[Python-Dev] Questions about '@' in pep 318
"Martin v. Löwis"
martin at v.loewis.de
Fri Aug 6 20:38:16 CEST 2004
Edward K. Ream wrote:
> I agree. The argument that @ lines aren't clearly "attached" to functions
> seems much more convincing to me.
I can't see that. In Python, things at the same indentation level all
belong together. Would you say that in
try:
foo()
more_code()
except expr:
bar()
the except is not attached to the try? You probably wouldn't, because
you know they belong together. However, you equally have no problem
seeing how
while:
foo()
more_code()
if expr:
bar()
the while and the if don't belong together. People can learn these
things, and learning the @ thing seems very easy.
> 2. Maybe the @ syntax is somehow the best alternative, considered in
> isolation. Fair enough. But how much better? Enough to justify a major
> change to the language? What is so unreadable about def (...)[...]: ?

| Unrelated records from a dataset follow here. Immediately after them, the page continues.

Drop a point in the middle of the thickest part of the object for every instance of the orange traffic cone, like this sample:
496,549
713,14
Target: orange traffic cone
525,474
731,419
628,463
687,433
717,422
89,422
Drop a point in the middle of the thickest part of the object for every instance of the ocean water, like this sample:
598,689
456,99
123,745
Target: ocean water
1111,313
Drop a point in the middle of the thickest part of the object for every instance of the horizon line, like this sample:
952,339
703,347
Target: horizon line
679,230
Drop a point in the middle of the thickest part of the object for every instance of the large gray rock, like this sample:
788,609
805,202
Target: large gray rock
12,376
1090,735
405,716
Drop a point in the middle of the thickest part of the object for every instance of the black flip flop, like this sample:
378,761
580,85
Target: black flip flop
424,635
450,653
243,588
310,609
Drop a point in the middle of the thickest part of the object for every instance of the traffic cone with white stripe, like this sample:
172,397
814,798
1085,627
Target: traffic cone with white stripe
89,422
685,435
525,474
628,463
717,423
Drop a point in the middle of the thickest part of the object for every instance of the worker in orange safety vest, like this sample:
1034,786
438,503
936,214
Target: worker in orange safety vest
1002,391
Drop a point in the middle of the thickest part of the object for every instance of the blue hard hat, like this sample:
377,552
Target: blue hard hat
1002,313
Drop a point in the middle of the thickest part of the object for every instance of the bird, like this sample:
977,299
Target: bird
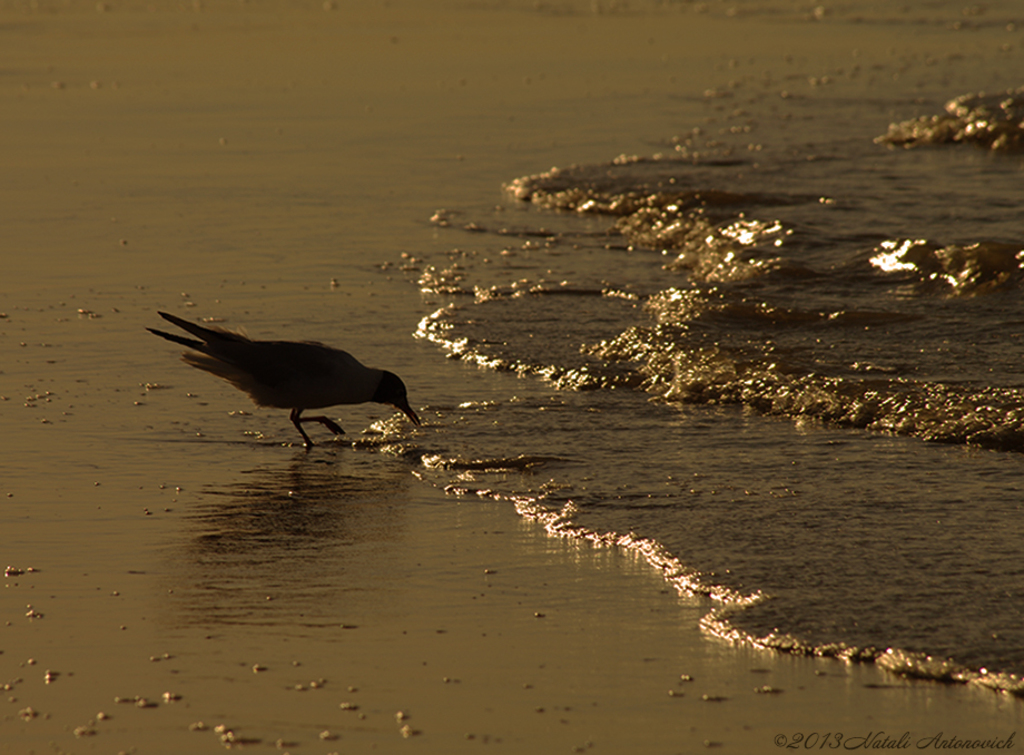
295,375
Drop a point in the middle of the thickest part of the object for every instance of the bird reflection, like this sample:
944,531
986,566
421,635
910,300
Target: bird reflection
281,546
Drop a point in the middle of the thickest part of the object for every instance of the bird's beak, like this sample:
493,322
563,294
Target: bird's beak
408,411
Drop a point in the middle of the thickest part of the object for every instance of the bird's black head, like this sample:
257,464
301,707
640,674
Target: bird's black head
392,390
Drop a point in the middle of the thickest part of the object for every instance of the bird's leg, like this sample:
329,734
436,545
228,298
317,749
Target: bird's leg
329,423
296,419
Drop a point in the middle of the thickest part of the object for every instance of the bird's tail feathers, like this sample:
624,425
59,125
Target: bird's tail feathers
207,334
177,339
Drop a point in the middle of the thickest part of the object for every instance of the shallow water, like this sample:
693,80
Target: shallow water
731,359
779,261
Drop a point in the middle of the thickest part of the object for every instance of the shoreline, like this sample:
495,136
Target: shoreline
472,626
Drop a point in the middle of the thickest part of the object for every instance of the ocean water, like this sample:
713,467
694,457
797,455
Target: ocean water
773,347
786,348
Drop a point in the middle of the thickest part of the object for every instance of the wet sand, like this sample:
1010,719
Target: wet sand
264,162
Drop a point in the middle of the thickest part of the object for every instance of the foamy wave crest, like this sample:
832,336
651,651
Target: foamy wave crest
991,121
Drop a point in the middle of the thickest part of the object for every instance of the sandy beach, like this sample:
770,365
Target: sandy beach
180,578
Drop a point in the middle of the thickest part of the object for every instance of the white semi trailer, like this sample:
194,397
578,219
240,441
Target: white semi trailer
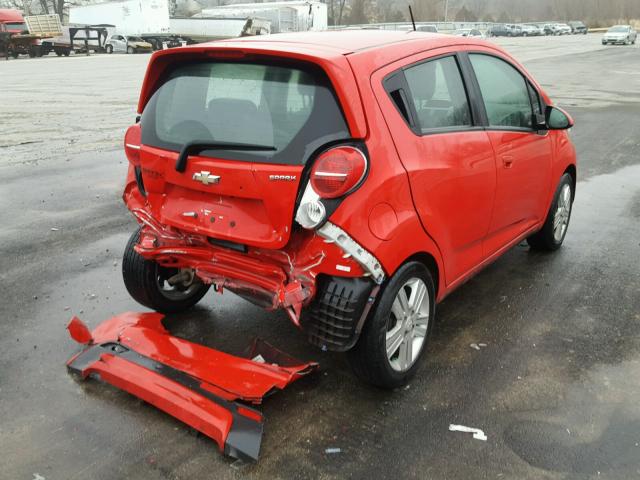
294,16
150,20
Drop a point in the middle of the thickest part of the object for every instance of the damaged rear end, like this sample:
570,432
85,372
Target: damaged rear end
237,163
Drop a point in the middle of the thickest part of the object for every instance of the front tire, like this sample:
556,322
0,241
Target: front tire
395,337
552,234
148,283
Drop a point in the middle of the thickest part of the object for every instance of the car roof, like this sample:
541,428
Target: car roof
346,42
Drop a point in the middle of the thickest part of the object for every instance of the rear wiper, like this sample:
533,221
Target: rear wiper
198,146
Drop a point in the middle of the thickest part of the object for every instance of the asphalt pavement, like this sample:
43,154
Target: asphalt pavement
556,389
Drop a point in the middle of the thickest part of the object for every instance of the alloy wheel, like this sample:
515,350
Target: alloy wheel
407,325
563,211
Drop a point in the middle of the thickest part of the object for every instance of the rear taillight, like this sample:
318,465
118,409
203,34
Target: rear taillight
338,171
132,144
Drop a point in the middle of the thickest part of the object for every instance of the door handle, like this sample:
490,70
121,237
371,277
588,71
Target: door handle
507,161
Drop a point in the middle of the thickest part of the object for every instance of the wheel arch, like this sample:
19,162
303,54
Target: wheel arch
571,170
431,264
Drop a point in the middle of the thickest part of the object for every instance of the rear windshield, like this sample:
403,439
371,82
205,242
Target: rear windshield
291,108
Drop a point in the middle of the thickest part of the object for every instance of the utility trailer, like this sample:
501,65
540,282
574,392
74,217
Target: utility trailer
78,39
27,39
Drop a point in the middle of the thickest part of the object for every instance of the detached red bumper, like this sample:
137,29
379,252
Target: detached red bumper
200,386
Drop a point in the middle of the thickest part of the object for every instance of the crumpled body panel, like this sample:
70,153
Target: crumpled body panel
200,386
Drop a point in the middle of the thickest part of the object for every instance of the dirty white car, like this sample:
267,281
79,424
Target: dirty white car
620,34
127,44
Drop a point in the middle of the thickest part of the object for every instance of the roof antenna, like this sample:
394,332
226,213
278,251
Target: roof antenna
413,22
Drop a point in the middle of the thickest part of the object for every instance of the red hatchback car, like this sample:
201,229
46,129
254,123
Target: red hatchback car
352,178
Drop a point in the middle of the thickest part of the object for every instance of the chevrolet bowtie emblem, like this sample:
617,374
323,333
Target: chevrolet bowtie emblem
206,178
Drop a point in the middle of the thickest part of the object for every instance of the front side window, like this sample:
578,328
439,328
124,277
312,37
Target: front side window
504,91
293,110
438,94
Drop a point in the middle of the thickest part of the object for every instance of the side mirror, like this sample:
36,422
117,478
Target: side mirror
558,119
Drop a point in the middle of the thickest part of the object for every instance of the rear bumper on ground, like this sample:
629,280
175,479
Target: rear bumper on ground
201,387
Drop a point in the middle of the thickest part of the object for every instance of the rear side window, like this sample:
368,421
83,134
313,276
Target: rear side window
438,94
289,108
505,92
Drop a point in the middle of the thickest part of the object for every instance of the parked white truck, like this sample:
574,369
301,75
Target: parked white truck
150,20
199,29
295,16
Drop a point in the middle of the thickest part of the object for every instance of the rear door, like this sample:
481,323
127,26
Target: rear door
246,197
523,155
447,155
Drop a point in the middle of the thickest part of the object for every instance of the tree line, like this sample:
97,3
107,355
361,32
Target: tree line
594,12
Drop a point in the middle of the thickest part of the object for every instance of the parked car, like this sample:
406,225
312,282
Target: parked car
529,30
561,29
353,183
578,27
127,44
620,34
427,28
468,32
516,30
538,30
499,31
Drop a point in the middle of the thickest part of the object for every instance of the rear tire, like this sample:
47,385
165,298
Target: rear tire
385,354
552,234
146,282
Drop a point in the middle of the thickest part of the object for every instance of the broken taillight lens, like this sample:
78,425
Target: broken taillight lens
338,171
132,142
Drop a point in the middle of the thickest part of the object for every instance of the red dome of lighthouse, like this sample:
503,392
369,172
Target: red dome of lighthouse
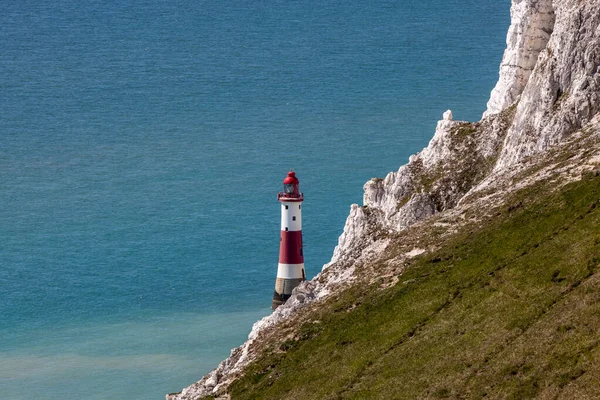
290,189
290,179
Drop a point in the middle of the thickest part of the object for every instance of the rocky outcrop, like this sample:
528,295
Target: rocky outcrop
563,91
548,89
532,23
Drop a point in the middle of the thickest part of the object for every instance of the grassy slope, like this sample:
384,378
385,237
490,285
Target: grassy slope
507,310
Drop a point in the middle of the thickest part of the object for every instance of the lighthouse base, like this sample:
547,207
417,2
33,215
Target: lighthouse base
283,290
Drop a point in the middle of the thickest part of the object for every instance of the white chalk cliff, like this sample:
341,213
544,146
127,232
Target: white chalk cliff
548,93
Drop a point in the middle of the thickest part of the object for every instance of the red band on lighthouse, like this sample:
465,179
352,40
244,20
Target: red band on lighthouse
290,270
290,249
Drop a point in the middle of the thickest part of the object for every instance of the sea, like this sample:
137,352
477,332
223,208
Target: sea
142,146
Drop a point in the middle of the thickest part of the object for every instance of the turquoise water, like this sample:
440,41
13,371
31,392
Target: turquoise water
142,144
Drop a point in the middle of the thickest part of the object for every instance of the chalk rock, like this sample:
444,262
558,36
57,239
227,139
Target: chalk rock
532,22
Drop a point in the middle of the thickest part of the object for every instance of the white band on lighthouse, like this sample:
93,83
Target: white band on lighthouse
291,216
290,271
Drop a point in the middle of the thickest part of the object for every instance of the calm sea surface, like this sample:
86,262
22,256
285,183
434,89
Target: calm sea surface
142,144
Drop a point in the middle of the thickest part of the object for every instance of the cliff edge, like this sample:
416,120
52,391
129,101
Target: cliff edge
542,124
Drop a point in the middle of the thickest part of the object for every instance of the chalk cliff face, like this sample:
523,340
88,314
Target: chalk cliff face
548,92
531,25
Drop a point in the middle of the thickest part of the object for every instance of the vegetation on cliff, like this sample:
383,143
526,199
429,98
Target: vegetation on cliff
507,308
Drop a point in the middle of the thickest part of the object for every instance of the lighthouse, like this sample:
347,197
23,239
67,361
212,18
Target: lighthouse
290,271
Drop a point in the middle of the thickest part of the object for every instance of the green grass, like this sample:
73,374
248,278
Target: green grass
508,310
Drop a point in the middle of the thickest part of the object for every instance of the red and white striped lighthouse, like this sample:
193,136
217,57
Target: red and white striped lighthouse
290,271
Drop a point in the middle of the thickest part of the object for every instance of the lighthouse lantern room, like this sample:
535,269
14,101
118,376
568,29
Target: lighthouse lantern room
290,270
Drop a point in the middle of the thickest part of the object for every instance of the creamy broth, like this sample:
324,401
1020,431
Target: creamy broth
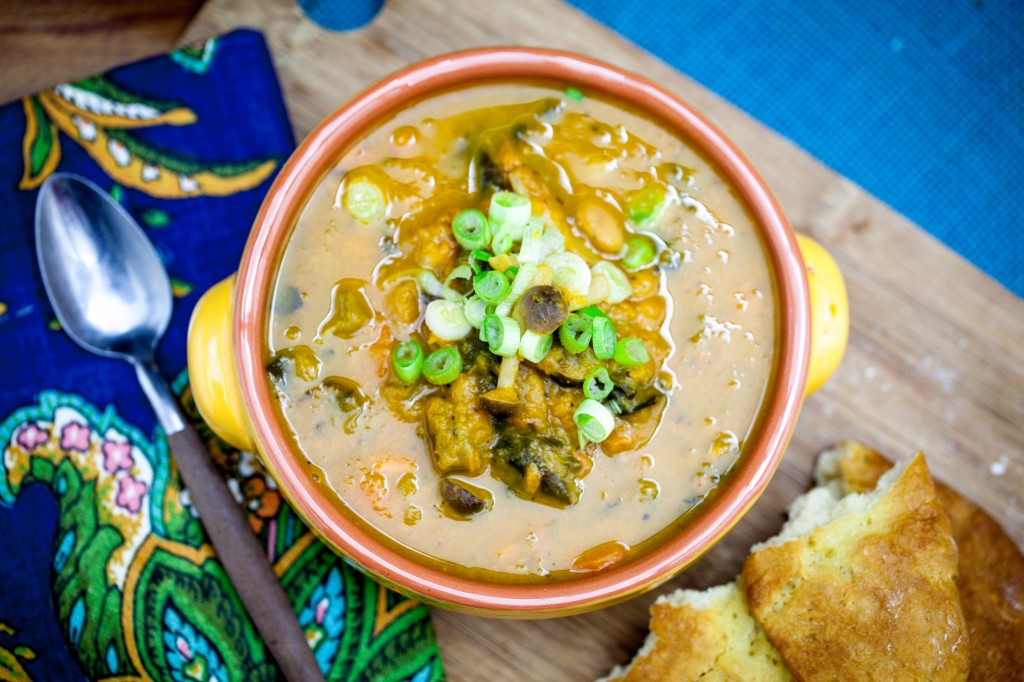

That parameters and decorators are essentially in a single sequence,
just separated by )[. It is important that you can easily tell how many
parameters a function has, and how it is decorated.
Furthermore, this syntax *will* break more tools than the @decorator
syntax.
> In short, a major change to Python (@) would seem to demand a truly
> convincing justification. IMO, the argument that @ is more readable than
> def (...)[...]: doesn't even come _close_ to such a justification.
Take into account also breakage of existing tools.